Sales of flavored tobacco products decreased significantly in the wake of San Francisco’s ban, but teenagers were also more likely to take up smoking relative to their peers in other cities, according to two separate studies.
In the summer of 2018, San Francisco residents voted overwhelmingly to ban the sale of flavored tobacco products, including nicotine vaping products and menthol cigarettes. By January 2019, when the prohibition took effect, almost every retailer in the city was immediately compliant.
A study from researchers at RTI International, Stanford University School of Medicine and the California Tobacco Control Program published in Tobacco Control measured changes in tobacco sales before and after San Francisco’s law prohibiting flavored tobacco products. The study found that sales of all flavored tobacco products—including menthol cigarettes and flavored e-cigarettes—were virtually eliminated in the city after implementation of the policy, with no evidence of widespread substitution of nonflavored products.
Sales of all flavored tobacco products decreased by 96 percent in San Francisco after implementation of the city law in early 2019. Total tobacco sales also significantly decreased over the same period, suggesting consumers did not broadly switch to unflavored tobacco products.
“A reduction in total tobacco sales in SF suggests there was not a one-to-one substitution of tobacco/unflavored products for flavored products,” the authors wrote.
However, a recent study published in JAMA Pediatrics, found that teenagers in San Francisco’s high schools were more likely to take up smoking than teenagers in other U.S. school districts after the city’s flavor ban took effect. (San Francisco later became the first U.S. city to ban sale of all e-cigarettes, but the effects of that were not the subject of the study.)
Prior to the flavor ban, smoking rates in San Francisco paralleled many cities across the country, showing fewer teens using combustible cigarettes over time. After the city enacted its policy, the odds of smoking among its high school students, relative to trends in comparison school districts, more than doubled.
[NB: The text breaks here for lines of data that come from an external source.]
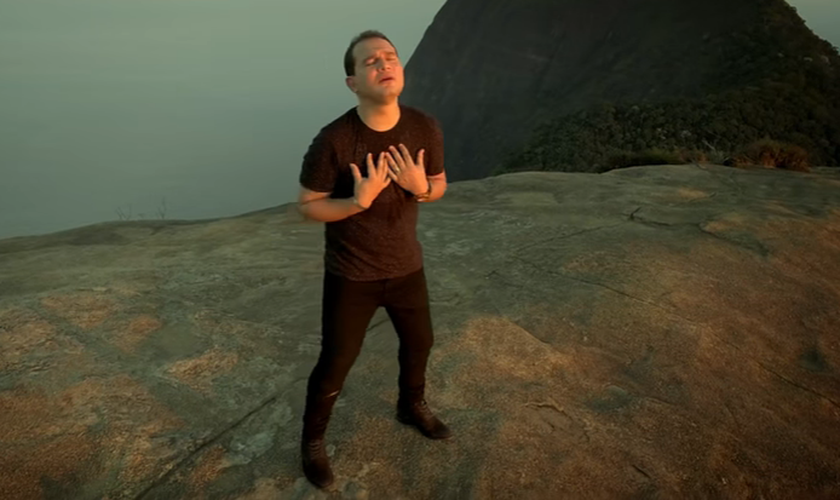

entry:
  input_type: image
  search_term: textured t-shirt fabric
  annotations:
[300,104,443,281]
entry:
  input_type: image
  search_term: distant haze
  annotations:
[0,0,840,238]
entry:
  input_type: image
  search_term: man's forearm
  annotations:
[418,179,446,203]
[298,198,365,222]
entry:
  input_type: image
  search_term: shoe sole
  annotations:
[397,413,452,441]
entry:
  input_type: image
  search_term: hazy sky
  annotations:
[0,0,840,238]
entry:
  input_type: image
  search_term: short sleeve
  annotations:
[426,117,443,175]
[300,129,338,193]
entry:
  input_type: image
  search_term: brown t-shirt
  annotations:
[300,104,443,281]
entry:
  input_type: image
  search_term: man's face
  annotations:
[347,38,404,103]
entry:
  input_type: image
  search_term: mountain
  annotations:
[0,165,840,500]
[401,0,840,180]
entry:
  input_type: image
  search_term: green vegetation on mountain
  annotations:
[494,0,840,174]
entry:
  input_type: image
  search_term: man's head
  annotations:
[344,30,404,104]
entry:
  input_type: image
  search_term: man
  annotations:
[298,30,451,488]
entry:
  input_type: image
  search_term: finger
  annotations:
[376,151,388,179]
[400,144,411,166]
[388,146,405,167]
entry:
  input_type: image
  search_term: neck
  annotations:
[356,99,400,132]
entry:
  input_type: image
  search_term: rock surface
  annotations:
[0,165,840,500]
[400,0,838,181]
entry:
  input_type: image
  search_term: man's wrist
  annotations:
[353,195,370,210]
[412,177,432,199]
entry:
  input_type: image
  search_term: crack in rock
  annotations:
[135,378,306,500]
[513,222,624,253]
[709,332,840,410]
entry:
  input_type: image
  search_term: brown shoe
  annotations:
[300,438,335,489]
[397,400,452,439]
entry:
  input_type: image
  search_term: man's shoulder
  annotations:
[319,108,355,138]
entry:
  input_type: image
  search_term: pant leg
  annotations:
[303,271,382,439]
[383,268,434,402]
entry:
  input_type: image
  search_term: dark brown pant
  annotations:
[303,268,434,439]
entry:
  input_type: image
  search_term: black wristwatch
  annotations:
[414,179,432,201]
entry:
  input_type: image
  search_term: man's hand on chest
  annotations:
[385,143,429,196]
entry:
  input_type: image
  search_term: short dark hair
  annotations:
[344,30,399,76]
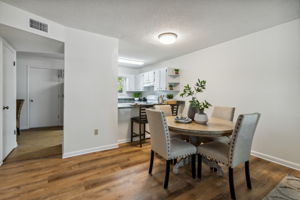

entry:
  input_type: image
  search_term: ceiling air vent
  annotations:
[29,19,48,33]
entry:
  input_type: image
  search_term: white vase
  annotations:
[194,112,208,125]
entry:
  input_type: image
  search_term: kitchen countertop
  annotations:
[118,102,158,109]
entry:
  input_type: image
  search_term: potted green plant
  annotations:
[180,79,211,124]
[166,94,174,100]
[133,92,142,101]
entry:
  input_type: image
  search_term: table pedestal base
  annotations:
[173,157,224,176]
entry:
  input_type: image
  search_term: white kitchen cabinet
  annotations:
[154,68,168,91]
[154,70,160,91]
[143,71,154,87]
[135,74,144,91]
[160,68,168,90]
[126,75,136,91]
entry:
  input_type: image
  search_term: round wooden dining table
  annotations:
[166,116,234,176]
[166,116,234,137]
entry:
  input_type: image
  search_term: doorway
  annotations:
[28,67,63,128]
[0,24,64,165]
[2,40,17,159]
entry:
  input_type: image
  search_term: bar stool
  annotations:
[130,105,153,147]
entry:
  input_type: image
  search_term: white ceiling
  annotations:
[2,0,300,67]
[0,24,64,55]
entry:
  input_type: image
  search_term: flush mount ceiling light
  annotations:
[158,32,177,44]
[118,57,144,65]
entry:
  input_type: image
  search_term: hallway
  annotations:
[5,127,63,163]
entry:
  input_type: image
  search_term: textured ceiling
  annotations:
[2,0,300,67]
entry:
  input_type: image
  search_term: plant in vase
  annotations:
[166,94,174,100]
[180,79,211,124]
[133,92,142,101]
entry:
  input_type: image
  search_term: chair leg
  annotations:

The findings come as other cities are acting against flavored tobacco products. On June 16, the Los Angeles City Council voted to end the sale of flavored tobacco products in the city. The measure covers flavored e-cigarettes, menthol cigarettes and flavored cigars but exempts certain hookah products.
In California alone, more than 100 cities and counties have cracked down on flavored tobacco products. In 2020, the state acted to end the sale of flavored tobacco products, but the law is on hold because of an effort to overturn it through a November 2022 referendum.